David Fuchs is renowned in the TeX community for his work with Donald Knuth in the earliest days of TeX.
Dave Walden, interviewer: How did you first come in contact with Donald Knuth and then get so deeply involved in TeX?
David Fuchs, interviewee: I came to Stanford as a Ph.D. student in 1978, in the Computer Science Department. Somehow, I got put in a group that was writing a Fortran compiler, which seemed rather retro to me even at the time. When I saw a bulletin-board posting that Prof. Knuth was looking for help on the TeX Project, I jumped at the chance; first, because of the thrill of working with someone famous, and second because I'd be working on software that might have hundreds, or, who knows, even thousands of users.
This was in the days of the old TeX (“TeX78”) that was written in the Sail language. I worked on porting the code from the home-grown Waits operating system that Knuth used day-to-day, to the commercial TOPS-20 system that most DEC-20 mainframes used. The code was in five source files: TEXSYN, TEXSEM, TEXHYF, TEXPRE, and TEXOUT (if I remember correctly). TEXSYN handled the syntax of the language, while TEXSEM handled all the semantics. TEXHYF had a hard-coded English language hyphenation algorithm, and TEXPRE existed to populate the hash table with all the built-in control-sequence names. TEXOUT created files suitable for sending to our XGP printer. It was a special experimental printer that Xerox created based on one of their copier engines; only a few were ever made, and they were just about the only raster printers that existed at the time! It was about 200 dpi, though near the edges of the paper it was closer to 180.

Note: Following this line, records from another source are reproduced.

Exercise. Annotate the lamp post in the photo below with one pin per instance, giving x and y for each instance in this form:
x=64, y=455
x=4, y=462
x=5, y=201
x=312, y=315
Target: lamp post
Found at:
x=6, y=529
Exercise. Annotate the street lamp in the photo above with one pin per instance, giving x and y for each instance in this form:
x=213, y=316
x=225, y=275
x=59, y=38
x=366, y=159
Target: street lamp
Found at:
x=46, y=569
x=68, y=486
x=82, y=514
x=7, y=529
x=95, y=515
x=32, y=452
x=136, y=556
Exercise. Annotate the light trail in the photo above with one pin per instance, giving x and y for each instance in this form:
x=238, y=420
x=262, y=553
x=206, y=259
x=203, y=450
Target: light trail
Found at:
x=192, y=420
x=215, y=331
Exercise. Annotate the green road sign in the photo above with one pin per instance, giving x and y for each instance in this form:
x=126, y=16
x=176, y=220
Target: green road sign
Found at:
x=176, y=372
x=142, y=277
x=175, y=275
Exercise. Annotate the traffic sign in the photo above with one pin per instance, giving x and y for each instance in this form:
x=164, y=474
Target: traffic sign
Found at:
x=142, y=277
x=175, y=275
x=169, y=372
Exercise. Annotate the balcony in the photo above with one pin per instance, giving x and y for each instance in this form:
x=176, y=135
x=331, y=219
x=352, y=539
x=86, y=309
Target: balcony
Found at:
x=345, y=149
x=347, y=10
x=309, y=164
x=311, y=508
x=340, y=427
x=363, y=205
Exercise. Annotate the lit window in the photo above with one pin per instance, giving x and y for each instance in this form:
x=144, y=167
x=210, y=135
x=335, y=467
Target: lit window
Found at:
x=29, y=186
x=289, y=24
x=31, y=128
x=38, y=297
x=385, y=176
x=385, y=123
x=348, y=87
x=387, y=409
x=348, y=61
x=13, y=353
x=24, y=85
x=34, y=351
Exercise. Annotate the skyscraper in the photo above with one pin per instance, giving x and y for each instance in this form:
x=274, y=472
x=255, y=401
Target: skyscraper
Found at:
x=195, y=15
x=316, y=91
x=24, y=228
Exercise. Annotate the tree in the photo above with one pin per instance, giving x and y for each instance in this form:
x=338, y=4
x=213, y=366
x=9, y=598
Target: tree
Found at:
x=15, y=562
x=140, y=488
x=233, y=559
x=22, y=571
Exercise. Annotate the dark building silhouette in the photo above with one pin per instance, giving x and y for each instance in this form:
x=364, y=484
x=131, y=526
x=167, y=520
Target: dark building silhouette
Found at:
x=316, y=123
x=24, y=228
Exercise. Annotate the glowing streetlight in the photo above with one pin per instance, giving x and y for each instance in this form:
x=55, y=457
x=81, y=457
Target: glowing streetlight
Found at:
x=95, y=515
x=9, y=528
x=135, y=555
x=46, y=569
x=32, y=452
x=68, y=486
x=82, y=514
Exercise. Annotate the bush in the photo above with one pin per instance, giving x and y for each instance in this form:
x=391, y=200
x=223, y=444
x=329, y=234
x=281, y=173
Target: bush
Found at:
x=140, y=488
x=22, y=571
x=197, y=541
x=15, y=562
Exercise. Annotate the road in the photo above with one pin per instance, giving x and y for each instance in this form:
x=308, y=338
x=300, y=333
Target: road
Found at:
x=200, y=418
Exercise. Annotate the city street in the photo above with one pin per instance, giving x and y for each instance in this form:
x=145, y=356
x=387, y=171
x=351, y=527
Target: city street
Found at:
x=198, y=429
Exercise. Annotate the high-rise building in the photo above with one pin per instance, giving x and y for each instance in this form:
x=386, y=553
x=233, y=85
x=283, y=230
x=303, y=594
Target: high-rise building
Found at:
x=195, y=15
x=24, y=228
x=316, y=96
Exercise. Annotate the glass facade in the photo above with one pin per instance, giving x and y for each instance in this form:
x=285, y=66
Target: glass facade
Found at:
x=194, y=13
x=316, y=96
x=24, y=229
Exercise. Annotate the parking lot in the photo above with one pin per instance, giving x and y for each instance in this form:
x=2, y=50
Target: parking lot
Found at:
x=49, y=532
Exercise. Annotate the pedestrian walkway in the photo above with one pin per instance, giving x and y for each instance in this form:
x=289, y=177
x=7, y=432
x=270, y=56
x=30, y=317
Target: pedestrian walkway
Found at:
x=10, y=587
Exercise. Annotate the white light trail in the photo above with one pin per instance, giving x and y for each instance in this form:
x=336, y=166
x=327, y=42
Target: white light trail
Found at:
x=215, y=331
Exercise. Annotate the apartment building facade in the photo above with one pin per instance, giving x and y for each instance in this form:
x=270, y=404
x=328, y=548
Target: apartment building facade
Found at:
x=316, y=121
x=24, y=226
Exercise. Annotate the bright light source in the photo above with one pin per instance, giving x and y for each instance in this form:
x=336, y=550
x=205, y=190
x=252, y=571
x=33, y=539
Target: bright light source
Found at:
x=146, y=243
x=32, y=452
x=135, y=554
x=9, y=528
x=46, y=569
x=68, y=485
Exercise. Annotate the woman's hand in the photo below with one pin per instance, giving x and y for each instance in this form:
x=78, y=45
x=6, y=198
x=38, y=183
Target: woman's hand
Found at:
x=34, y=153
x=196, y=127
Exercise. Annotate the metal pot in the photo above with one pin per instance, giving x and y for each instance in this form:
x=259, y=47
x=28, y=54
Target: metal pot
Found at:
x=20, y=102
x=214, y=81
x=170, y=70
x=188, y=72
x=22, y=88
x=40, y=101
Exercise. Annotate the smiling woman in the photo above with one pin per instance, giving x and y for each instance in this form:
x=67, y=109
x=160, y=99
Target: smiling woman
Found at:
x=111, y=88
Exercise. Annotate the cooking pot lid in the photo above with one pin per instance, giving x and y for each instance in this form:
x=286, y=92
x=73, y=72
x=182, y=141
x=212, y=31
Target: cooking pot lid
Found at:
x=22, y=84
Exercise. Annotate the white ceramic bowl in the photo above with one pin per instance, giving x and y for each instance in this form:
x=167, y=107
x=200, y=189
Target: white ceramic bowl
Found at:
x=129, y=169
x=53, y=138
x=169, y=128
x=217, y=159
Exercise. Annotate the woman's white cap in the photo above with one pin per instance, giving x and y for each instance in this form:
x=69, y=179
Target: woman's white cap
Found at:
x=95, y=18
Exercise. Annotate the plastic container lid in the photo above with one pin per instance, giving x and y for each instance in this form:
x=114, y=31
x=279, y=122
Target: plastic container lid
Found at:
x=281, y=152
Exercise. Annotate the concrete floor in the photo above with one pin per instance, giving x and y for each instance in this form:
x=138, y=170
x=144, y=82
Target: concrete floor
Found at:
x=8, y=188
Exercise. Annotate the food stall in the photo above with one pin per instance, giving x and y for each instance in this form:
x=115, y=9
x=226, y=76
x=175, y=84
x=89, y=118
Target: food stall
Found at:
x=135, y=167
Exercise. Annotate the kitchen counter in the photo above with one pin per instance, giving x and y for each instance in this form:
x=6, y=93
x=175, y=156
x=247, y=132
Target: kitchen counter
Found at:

Around 1980, we got a Versatec electrostatic printer with an 8-bit parallel interface. I had the job of getting TeX output onto it, since the XGP was getting old, and required almost the full time of a technician (who was also getting old) to keep it running. The XGP had a whole PDP-6 mainframe to control it, but I picked out a little Z80 microcomputer to handle the Versatec. Our mainframes only had serial RS-232 output, and you sure didn't want to be sending whole raster images over a 9600 baud line, so I had to program the Z80 to accept input that mixed character bitmaps to be cached in its small 64K memory along with commands as to where to place each character on the page. There wasn't enough room to build a complete bitmap of the page, and the printer itself simply accepted raster lines from the top of the page to the bottom, so getting it all to work efficiently was a bit of a trick. Also, if you didn't feed the printer the next raster line when it was ready, it would stop the motor that drove the paper, and since it was a wet-toner process (ugh), your output would get a big horizontal streak.
Prof. Knuth suggested that I write a new module like TEXOUT, to be called TEXVER, to produce output suitable for the new printer. I was astonished at what a bad idea that was; every time you wanted to be able to handle a new output device, you'd have to create a new version of TeX with the proper TEXOUT replacement; and users would have to run the right TeX that knew about their particular printer. It was quite a thrill to be able to tell the celebrated Donald Knuth that he was all wet, and that clearly the right way to go was to have TeX create its output in a device-independent format. I think he didn't like the idea of having to run another process after TeX just to get your output (if only because this meant reading and writing to disk twice as much data), but given the pros and cons, gave me the go-ahead. So, I designed the first version of the DVI output format. The goals were just to keep it small and concise and easy to interpret (remember, even our mainframes had a limit of about half a megabyte of core memory per process).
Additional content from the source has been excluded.